Ted Trimble, manager of the Western Canal Water District, told the newspaper it looked like his district would see cuts.  The deciding factor: If the flows of water into Lake Oroville are below the contract threshold, then his district can receive only half of its water.

The March 1 state water forecast tentatively indicated Western would barely meet the threshold for water supply, said Trimble.

Reservoir inflow

Lake Oroville has increased its historic average capacity from 53 percent in mid-December 2014 to 70 percent as of March 2, 2015. But reservoir inflow has dropped from 5,031 cubic feet of water per second on Feb. 15 to 1,719 CFS on March 12, indicating a slowing of inflow.

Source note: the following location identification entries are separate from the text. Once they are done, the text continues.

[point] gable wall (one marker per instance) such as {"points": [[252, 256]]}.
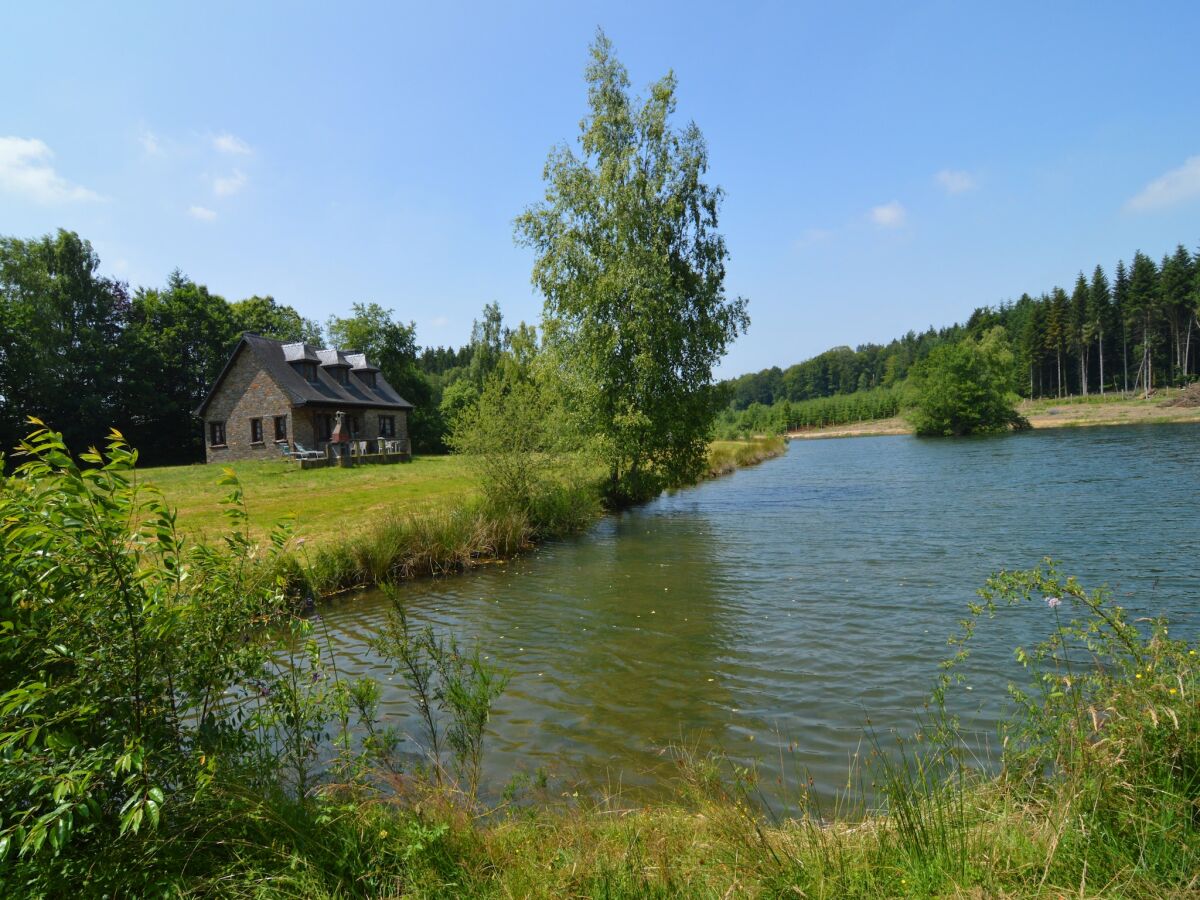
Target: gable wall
{"points": [[246, 393]]}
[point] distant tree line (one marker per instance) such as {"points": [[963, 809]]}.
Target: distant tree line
{"points": [[1133, 331]]}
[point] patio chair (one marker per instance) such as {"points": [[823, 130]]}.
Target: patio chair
{"points": [[303, 453]]}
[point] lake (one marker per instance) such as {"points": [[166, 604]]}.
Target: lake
{"points": [[769, 613]]}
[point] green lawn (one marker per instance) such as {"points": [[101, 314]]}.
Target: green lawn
{"points": [[327, 504], [333, 504]]}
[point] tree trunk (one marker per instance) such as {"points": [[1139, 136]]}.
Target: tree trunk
{"points": [[1125, 354], [1187, 351]]}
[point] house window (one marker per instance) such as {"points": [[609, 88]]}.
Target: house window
{"points": [[324, 426]]}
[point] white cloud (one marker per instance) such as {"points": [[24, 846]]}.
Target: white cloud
{"points": [[229, 143], [810, 237], [228, 185], [1176, 186], [150, 143], [955, 181], [25, 169], [889, 215]]}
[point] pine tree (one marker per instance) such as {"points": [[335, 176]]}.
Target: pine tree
{"points": [[1144, 306], [1121, 298], [1056, 333], [1079, 330], [1177, 274], [1099, 303]]}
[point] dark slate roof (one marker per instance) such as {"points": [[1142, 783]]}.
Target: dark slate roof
{"points": [[359, 360], [276, 359]]}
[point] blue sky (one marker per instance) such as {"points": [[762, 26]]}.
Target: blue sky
{"points": [[887, 166]]}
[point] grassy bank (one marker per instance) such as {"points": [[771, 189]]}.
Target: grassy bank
{"points": [[1049, 413], [359, 527], [157, 741]]}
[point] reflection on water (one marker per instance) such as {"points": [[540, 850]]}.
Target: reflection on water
{"points": [[769, 613]]}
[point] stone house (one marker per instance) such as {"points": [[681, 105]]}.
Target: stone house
{"points": [[273, 394]]}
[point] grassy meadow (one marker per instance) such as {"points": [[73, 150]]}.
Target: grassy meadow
{"points": [[327, 505], [367, 525], [330, 505]]}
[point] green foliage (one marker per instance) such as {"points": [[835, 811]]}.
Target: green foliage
{"points": [[391, 346], [177, 342], [119, 646], [633, 269], [966, 388], [264, 316], [60, 339], [825, 412], [508, 435], [444, 679]]}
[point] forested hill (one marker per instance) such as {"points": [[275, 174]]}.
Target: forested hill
{"points": [[1138, 327]]}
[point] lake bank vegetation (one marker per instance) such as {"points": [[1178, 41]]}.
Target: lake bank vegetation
{"points": [[161, 739]]}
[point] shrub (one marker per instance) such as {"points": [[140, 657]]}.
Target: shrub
{"points": [[966, 388]]}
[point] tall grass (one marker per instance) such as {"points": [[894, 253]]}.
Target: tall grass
{"points": [[726, 456]]}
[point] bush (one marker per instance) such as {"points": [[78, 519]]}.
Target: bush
{"points": [[966, 388]]}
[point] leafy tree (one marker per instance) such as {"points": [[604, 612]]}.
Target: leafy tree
{"points": [[489, 339], [265, 317], [966, 388], [178, 341], [60, 328], [391, 346], [633, 271]]}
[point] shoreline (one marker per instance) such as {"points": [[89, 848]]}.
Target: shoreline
{"points": [[1043, 414], [451, 540]]}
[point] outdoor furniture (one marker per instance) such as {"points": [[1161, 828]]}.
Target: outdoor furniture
{"points": [[303, 453]]}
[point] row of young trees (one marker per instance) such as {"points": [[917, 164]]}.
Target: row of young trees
{"points": [[1131, 331]]}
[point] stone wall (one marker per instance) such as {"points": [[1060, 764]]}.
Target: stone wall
{"points": [[367, 424], [246, 393]]}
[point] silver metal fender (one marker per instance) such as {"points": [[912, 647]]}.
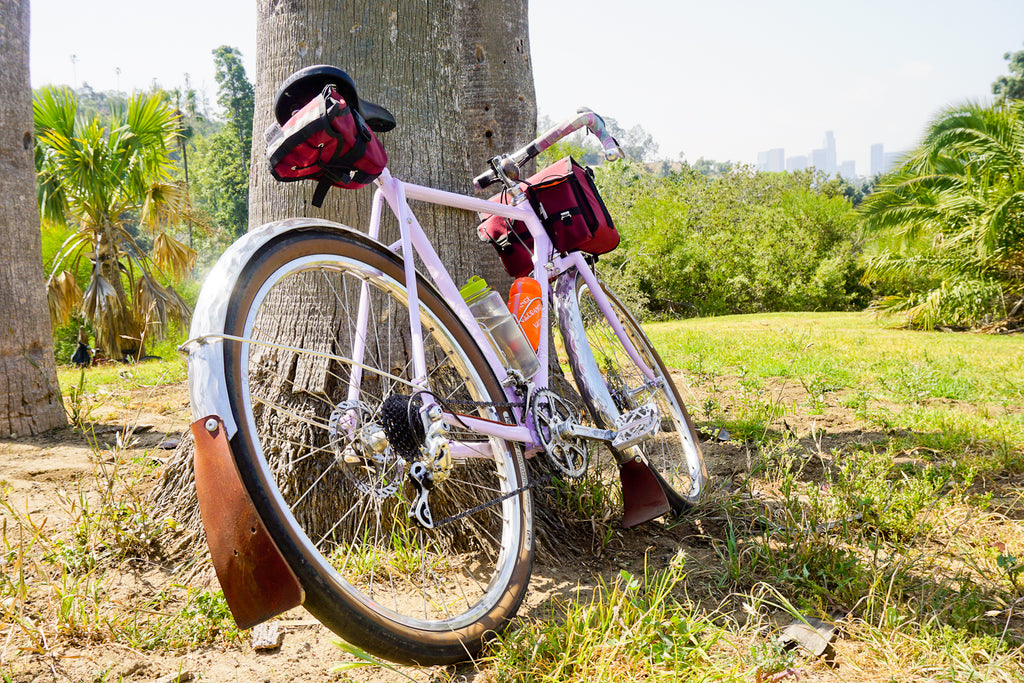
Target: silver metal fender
{"points": [[207, 388]]}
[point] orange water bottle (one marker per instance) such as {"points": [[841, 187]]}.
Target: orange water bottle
{"points": [[524, 304]]}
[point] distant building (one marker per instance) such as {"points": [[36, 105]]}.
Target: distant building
{"points": [[819, 160], [878, 159], [829, 150], [796, 163], [772, 161], [892, 161]]}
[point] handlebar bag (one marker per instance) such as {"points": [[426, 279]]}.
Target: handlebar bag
{"points": [[570, 209], [327, 140]]}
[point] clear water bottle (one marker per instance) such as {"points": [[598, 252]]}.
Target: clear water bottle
{"points": [[489, 310]]}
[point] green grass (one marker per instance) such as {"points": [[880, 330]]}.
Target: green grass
{"points": [[873, 478], [881, 488], [849, 350]]}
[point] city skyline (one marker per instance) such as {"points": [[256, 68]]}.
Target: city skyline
{"points": [[825, 159]]}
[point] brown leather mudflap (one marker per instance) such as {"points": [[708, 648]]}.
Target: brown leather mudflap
{"points": [[256, 580], [643, 498]]}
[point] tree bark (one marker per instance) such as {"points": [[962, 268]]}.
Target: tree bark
{"points": [[457, 76], [30, 401]]}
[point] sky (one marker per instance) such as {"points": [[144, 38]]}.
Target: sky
{"points": [[720, 80]]}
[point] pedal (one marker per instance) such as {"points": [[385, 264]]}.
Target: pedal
{"points": [[635, 426]]}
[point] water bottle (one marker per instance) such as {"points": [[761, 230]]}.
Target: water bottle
{"points": [[501, 328], [524, 302]]}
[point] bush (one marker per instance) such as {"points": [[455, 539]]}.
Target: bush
{"points": [[744, 243]]}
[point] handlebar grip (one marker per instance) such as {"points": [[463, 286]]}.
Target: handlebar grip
{"points": [[485, 179]]}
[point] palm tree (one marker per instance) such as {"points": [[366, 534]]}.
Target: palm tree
{"points": [[949, 222], [101, 179]]}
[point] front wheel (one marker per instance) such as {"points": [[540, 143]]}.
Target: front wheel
{"points": [[610, 383], [309, 388]]}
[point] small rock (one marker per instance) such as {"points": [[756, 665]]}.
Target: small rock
{"points": [[177, 677], [814, 636], [267, 636], [132, 668]]}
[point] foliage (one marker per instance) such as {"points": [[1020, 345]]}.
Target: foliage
{"points": [[221, 159], [235, 93], [220, 182], [949, 223], [104, 178], [747, 242], [1011, 87]]}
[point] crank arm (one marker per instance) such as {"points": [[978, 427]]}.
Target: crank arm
{"points": [[631, 428]]}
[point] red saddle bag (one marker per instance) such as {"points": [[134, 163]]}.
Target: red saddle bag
{"points": [[327, 140]]}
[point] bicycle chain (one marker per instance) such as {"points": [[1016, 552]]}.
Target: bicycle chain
{"points": [[501, 499], [483, 506]]}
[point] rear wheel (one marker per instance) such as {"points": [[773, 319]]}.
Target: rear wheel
{"points": [[333, 489], [674, 452]]}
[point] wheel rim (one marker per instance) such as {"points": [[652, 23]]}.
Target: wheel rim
{"points": [[356, 532]]}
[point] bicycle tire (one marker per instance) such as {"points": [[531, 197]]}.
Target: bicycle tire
{"points": [[674, 453], [340, 516]]}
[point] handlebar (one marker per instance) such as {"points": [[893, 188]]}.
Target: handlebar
{"points": [[585, 117]]}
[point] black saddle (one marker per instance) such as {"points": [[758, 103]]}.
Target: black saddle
{"points": [[306, 83]]}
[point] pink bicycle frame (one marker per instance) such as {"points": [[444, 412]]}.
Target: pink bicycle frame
{"points": [[547, 265]]}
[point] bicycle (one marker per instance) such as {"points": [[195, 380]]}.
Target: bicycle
{"points": [[384, 452]]}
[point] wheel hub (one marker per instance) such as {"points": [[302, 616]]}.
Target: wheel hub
{"points": [[363, 451]]}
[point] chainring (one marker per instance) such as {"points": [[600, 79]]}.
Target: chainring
{"points": [[551, 416]]}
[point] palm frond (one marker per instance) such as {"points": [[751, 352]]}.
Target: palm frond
{"points": [[172, 256], [64, 296]]}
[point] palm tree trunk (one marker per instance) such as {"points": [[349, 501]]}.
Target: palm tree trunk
{"points": [[457, 76], [31, 400]]}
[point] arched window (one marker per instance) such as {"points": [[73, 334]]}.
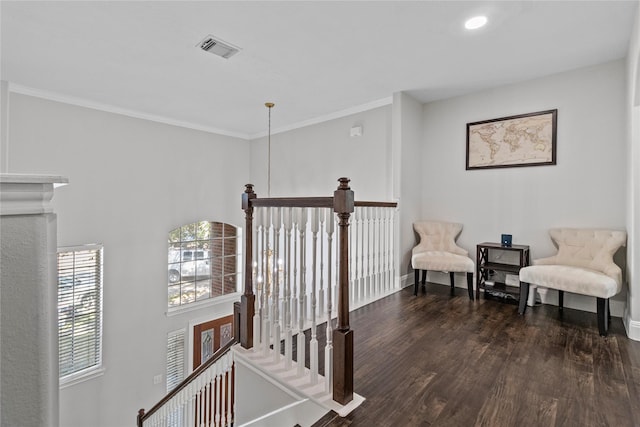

Marta Weissman, Director of Research for Statecon, Inc. water economists and consultants, said in an email to CalWatchdog.com the forecasted Federal Central Valley Project water allocation is zero percent to 25 percent.  “If dry conditions persist, CVP contractors whose water supply is based on senior water rights may also see a reduction,” she said.

The Upper Feather River Watershed supplies 3.2 million acre-feet of water per year on average for downstream users, with an average daily flow into Lake Oroville of 5,310 cubic feet per second. In 1997 the inflow to Lake Oroville reached 300,000 cubic feet per second during a storm.

Furthermore, the state water forecast assumes “normal hydrology” of rain until April. As of March 5, 2015, the NOAA Climate Prediction Center is forecasting only a 50 percent to 60 percent chance that favorable but weak El Nino conditions will continue, but could not predict exactly where in the Northern Hemisphere.

The bigger question: Will state and federal water allocations be cut to rice farmers resulting in aborted water sales?

Will farm water allocations be cut?

Water economist Rodney T. Smith, Ph.D., president of Stratecon, Inc. has devised a statistical model posted on his Hydro Wonk website on Feb. 18 that explained about 75 percent of the annual variation in Final State Water Project Allocations. He found that, the more water storage at Lake Oroville at the start of the water year on Oct. 1, and the greater the amount of Northern Sierra rainfall, the higher the allocation of state water for farms and cities.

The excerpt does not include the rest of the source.